Bambang juga menyebut Berlage mempengaruhi Prof V.R Van Romondt, seorang yang membangun kurikulum pendidikan Arsitektur di Institut Teknologi Bandung. Van Romondt pernah menyebut jika arsitek Indonesia ingin menemukan identitasnya sendiri, jangan membuat gerakan gerakan kosong.
Bambang lalu mencontohkan bangunan-bangunan yang berdiri di Ibu Kota Nusantara di Kalimantan Timur yang bagai gerak gerak kosong. "Tak ada kesempatan arsitek untuk duduk berpikir, semua terburu buru," ujar Bambang.

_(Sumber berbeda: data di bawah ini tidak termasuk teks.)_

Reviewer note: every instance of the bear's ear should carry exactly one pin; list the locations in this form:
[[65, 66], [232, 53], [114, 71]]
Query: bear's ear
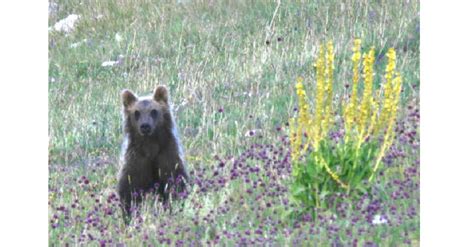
[[161, 94], [128, 97]]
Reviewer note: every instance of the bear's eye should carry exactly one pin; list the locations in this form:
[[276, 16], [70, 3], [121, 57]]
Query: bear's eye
[[154, 113]]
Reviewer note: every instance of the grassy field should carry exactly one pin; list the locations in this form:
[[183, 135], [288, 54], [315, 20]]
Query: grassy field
[[231, 68]]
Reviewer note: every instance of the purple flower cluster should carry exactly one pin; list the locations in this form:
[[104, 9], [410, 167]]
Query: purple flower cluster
[[244, 200]]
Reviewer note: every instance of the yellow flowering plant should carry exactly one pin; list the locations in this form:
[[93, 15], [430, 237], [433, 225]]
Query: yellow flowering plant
[[322, 166]]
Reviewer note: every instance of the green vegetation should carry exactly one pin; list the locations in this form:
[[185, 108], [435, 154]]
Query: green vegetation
[[231, 67]]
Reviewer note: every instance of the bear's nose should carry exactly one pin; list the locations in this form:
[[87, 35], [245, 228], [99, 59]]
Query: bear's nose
[[145, 128]]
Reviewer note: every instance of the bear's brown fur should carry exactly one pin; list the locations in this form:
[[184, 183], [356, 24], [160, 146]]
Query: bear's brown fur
[[152, 158]]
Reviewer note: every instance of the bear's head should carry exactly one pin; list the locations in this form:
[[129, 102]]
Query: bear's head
[[146, 115]]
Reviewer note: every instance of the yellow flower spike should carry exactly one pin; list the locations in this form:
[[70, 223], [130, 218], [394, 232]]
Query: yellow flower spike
[[367, 97], [390, 134], [350, 111], [329, 73], [319, 104]]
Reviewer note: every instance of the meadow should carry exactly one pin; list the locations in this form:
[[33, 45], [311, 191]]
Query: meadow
[[231, 68]]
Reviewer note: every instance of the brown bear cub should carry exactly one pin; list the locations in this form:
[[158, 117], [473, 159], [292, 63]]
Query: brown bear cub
[[152, 158]]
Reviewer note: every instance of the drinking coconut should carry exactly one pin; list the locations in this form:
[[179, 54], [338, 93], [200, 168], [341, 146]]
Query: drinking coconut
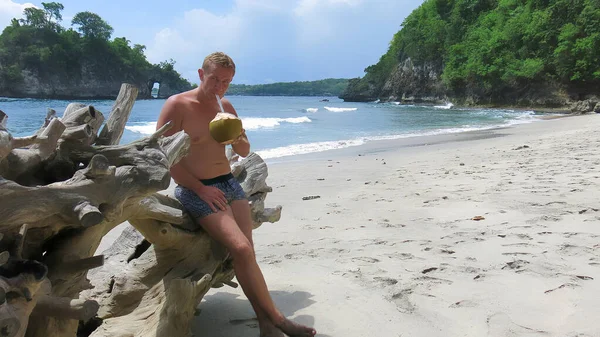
[[225, 127]]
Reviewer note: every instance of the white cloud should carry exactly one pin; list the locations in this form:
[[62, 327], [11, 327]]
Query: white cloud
[[10, 10], [285, 40]]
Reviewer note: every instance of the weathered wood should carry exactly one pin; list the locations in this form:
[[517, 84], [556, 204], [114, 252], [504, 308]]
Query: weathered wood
[[113, 130], [8, 142], [151, 280], [178, 252], [143, 169], [21, 164], [76, 266], [82, 122], [66, 308]]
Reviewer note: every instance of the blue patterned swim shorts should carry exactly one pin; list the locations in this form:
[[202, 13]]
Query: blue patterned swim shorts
[[197, 207]]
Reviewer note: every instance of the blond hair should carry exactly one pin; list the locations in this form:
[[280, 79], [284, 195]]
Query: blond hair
[[220, 59]]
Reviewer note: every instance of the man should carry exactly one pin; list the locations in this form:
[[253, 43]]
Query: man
[[212, 196]]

Kini kita tahu perjalanan Berlage ke Nusantara itu ternyata cukup mengubah pandangan Berlige. Tak hanya mengubah pemikiran tentang apa itu "Timur" dan "Barat", dan bagaimana "kolonialisme" bekarja di luar Eropa, perjalanan juga memberi warna "baru" pada praktek berarsitektur. Karya karya Berlage lalu banyak mengekplorasi lorong Lorong panjang dan gelap disebut hasil dari mengunjungi banyak situs candi di Pulau Jawa. "Sayangnya tak lama setelah itu, Berlage meninggal dunia," ujar Prof Kemas.